From the AWS documentation:

You can use AWS CloudTrail to get a history of AWS API calls and related events for your account. This includes calls made by using the AWS Management Console, AWS SDKs, command line tools, and higher-level AWS services.

Why use CloudTrail?

An important element of cloud security is auditing all AWS API calls. This can give you key insight into when a new port was opened, when a new IAM User account was created, and other security-significant events. While it's trivially easy to turn on CloudTrail, thinking through where to store CloudTrail logs, how to guarantee CloudTrails logs aren't tampered with, and getting alerts when certain API events occur is non-trivial.
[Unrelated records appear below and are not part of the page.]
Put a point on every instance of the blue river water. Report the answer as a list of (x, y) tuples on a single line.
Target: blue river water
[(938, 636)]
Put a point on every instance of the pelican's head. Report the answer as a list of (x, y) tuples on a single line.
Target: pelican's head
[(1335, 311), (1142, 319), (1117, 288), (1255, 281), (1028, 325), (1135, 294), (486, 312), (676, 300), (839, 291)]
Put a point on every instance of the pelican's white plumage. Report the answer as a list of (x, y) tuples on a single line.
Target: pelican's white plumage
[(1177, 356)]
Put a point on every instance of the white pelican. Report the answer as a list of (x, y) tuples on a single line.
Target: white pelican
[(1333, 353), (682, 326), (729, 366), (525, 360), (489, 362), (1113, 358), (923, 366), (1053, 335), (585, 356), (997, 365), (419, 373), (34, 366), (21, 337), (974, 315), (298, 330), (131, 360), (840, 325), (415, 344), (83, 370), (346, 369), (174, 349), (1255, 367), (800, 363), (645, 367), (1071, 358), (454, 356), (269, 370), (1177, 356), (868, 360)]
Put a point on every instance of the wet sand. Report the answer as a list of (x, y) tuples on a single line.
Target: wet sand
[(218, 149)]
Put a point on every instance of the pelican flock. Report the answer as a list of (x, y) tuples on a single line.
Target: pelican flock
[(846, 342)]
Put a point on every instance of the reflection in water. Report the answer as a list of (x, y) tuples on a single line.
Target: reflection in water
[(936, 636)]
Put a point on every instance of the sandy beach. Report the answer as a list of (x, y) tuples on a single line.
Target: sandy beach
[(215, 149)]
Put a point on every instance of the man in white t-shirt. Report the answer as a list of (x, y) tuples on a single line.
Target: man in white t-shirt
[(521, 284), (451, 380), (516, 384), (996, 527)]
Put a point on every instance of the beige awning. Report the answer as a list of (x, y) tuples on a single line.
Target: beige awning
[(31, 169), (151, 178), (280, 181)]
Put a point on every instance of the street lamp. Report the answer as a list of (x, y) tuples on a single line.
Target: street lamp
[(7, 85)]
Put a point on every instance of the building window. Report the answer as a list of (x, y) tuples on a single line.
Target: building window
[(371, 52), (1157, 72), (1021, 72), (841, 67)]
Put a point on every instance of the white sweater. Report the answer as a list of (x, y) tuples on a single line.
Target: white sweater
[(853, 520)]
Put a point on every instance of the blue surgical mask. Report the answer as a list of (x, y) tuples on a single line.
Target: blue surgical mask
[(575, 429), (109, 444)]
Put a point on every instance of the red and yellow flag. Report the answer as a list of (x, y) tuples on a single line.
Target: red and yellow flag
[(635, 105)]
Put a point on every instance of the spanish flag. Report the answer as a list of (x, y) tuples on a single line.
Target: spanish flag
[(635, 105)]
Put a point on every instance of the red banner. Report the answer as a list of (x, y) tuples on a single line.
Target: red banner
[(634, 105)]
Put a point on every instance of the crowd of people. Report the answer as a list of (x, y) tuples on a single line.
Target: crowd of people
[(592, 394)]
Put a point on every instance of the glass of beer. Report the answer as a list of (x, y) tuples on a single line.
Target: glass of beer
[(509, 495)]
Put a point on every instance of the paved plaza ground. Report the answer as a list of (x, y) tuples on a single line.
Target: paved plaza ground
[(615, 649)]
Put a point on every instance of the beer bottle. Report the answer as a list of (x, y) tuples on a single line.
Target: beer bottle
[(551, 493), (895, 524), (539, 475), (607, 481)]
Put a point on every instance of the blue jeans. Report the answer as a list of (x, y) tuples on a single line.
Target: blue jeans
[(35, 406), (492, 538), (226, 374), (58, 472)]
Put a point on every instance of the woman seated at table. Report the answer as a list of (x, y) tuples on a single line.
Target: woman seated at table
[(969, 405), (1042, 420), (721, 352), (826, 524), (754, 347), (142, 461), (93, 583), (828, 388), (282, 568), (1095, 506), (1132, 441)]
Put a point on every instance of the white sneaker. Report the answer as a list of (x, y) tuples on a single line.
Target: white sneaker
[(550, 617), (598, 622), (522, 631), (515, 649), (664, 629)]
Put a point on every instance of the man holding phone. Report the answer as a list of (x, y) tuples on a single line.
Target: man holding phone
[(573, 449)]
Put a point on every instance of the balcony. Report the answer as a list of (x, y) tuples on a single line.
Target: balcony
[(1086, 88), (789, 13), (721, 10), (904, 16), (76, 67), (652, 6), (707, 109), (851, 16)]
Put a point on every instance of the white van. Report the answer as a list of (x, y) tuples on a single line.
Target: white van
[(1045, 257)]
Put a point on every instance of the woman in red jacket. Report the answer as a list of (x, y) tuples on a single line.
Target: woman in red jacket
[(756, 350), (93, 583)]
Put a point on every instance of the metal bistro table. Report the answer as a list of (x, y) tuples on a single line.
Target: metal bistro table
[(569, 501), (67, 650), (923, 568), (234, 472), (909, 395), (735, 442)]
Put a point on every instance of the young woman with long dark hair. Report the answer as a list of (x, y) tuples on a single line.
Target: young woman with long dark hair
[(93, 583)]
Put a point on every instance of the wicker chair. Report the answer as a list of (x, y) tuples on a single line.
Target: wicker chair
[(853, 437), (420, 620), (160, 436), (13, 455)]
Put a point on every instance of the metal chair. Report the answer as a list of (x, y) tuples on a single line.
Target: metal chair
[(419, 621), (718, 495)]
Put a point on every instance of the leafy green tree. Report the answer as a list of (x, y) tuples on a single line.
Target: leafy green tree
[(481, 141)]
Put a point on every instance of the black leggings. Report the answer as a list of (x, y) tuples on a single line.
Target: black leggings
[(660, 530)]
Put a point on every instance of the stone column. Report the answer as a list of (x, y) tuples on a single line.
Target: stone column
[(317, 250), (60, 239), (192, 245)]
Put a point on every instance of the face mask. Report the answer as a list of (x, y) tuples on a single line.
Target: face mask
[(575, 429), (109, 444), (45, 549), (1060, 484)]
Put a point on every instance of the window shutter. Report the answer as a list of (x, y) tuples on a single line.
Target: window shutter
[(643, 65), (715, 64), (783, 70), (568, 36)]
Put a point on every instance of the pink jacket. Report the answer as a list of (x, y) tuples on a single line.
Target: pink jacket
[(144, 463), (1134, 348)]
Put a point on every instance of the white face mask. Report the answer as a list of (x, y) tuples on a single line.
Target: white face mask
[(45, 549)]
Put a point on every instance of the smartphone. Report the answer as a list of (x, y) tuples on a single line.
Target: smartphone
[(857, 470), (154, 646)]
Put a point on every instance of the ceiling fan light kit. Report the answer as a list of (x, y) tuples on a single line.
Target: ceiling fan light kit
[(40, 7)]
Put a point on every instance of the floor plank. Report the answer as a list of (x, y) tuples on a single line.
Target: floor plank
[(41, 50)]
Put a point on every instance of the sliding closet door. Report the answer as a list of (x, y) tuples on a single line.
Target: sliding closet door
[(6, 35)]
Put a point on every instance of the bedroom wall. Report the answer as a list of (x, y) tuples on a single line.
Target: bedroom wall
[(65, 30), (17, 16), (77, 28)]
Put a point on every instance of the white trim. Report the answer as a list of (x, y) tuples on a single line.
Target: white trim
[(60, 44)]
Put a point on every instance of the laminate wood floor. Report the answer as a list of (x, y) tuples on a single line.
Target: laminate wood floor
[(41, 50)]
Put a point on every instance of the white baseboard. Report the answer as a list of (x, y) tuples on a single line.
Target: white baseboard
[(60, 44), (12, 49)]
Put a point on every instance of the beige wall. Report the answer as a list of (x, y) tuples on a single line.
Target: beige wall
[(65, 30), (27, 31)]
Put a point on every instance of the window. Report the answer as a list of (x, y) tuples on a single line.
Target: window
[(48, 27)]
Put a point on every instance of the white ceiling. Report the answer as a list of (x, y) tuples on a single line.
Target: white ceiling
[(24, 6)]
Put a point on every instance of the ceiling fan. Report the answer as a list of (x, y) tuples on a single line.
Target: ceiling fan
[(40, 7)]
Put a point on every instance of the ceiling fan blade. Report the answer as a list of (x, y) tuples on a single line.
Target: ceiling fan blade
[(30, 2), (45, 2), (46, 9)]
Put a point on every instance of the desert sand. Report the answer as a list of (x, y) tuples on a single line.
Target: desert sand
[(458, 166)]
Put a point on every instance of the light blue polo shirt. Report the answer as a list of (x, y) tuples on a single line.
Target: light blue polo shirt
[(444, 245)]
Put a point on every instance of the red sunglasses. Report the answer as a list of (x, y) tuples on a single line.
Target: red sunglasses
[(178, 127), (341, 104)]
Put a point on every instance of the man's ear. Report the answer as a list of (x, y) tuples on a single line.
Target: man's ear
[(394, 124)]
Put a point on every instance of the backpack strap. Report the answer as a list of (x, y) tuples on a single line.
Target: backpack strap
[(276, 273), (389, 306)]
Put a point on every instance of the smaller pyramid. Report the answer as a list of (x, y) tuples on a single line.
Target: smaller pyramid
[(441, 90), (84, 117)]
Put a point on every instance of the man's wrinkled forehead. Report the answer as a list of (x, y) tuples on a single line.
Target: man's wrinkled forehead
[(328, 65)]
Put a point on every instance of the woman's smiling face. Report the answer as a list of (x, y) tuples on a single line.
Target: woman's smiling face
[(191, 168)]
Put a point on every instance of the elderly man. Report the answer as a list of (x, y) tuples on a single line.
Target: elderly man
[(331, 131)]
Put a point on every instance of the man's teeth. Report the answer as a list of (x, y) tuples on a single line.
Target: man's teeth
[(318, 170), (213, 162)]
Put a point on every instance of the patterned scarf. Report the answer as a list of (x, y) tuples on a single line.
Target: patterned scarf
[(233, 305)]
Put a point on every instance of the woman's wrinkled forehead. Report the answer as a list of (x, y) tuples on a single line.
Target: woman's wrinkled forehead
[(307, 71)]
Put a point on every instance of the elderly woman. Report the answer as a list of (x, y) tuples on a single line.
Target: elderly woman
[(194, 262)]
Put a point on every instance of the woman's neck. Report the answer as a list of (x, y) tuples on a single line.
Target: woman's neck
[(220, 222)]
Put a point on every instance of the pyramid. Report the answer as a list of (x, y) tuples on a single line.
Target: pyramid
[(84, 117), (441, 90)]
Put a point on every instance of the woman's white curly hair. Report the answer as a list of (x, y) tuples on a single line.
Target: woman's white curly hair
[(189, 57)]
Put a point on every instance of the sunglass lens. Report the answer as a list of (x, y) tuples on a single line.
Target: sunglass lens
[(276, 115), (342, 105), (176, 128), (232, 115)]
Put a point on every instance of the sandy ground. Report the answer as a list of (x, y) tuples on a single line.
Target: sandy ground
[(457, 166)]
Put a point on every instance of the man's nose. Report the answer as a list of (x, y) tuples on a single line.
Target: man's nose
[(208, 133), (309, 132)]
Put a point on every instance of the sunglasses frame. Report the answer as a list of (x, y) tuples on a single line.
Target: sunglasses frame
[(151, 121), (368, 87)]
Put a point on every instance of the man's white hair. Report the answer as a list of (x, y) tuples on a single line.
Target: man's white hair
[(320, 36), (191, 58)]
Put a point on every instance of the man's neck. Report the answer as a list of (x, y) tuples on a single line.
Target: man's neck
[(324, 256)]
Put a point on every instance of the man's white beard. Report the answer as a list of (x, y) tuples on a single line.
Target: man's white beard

Note that any interaction with AWS ultimately results in an API call. This includes using the AWS Web Console, awscli, and any of the various AWS SDKs.

What is a CloudTrail Trail?

To setup CloudTrail, you enable an individual "Trail" which has certain configuration options. For example, a Trail could be configured to collect logs from just a single AWS Region or all AWS Regions, it could optionally log to CloudWatch Logs, optionally use a KMS Key, etc.

In practice, most teams will use a single CloudTrail Trail.

What's the difference between CloudTrail and AWS Config?

CloudTrail records every API call event in log files and provides convenient ways of viewing those logs. It treats the API Call as a first-class entity.

AWS Config tracks changes to individual AWS resources and can alert you when a change is made that violates a defined policy. It treats the AWS Resource as a first-class entity.

Naturally, an API Call typically operates on a particular AWS Resource, so the AWS Web Console includes links to the corresponding AWS Resource in AWS Config (and vice versa).

CloudTrail Threat Model

The following are the various parts of the cloudtrail module threat model:

  • Deleting the S3 Bucket that stores CloudTrail events. An IAM User who has permissions to delete the S3 Bucket that contains all CloudTrail events can delete all historical log data by deleting the S3 Bucket. Interestingly, CloudTrail will still show the last 7 days of create, modify, and delete API calls in the AWS Web Console, even after the S3 Bucket is deleted.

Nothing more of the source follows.